Ich wollte ja auch nur ausdrücken, das ich es gestern auch als Show gesehen habe, aber als schlechte Show mit ganz schlechten Darstellern.
Windhauch
20.08.2009, 16:59 Uhr
Erwartung
Wer unter einer Wahlveranstaltung (oder beim Anblick eines Wahlplakates) - egal von welcher Partei - etwas anderes sieht als nur eine Show, hat meines erachtens zu hohe Erwartungen.
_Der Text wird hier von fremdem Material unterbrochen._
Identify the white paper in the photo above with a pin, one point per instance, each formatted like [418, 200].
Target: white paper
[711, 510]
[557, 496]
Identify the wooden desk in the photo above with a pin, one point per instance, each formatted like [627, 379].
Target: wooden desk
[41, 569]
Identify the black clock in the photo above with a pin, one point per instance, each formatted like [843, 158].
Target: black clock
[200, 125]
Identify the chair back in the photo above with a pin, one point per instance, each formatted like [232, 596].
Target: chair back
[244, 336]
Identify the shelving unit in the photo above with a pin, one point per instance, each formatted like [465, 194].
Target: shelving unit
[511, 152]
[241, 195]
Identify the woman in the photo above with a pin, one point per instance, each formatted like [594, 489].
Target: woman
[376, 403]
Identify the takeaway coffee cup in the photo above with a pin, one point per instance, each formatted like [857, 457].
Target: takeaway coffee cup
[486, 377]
Meine politische Meinung (und schlussfolgernd mein Wählerverhalten) wird eigentlich geprägt durch intensive Betrachtung und Bewertung der Parteien, Gruppierungen und Personen innerhalb der Legislaturperioden, also in der Zeit wo was geleistet (oder nicht geleistet) wird, und nicht durch Reden und Begleitumstände wie Wimpel, Kugelschreiber oder Luftbalone.

Für mich war es ein schönes Ereignis, konnte ich doch bei sehr schönem Wetter! (das ist zum Beispiel wichtig) Personen des Öffentlichen Lebens sehen, die ich sonst nur aus dem Fernsehen kenne.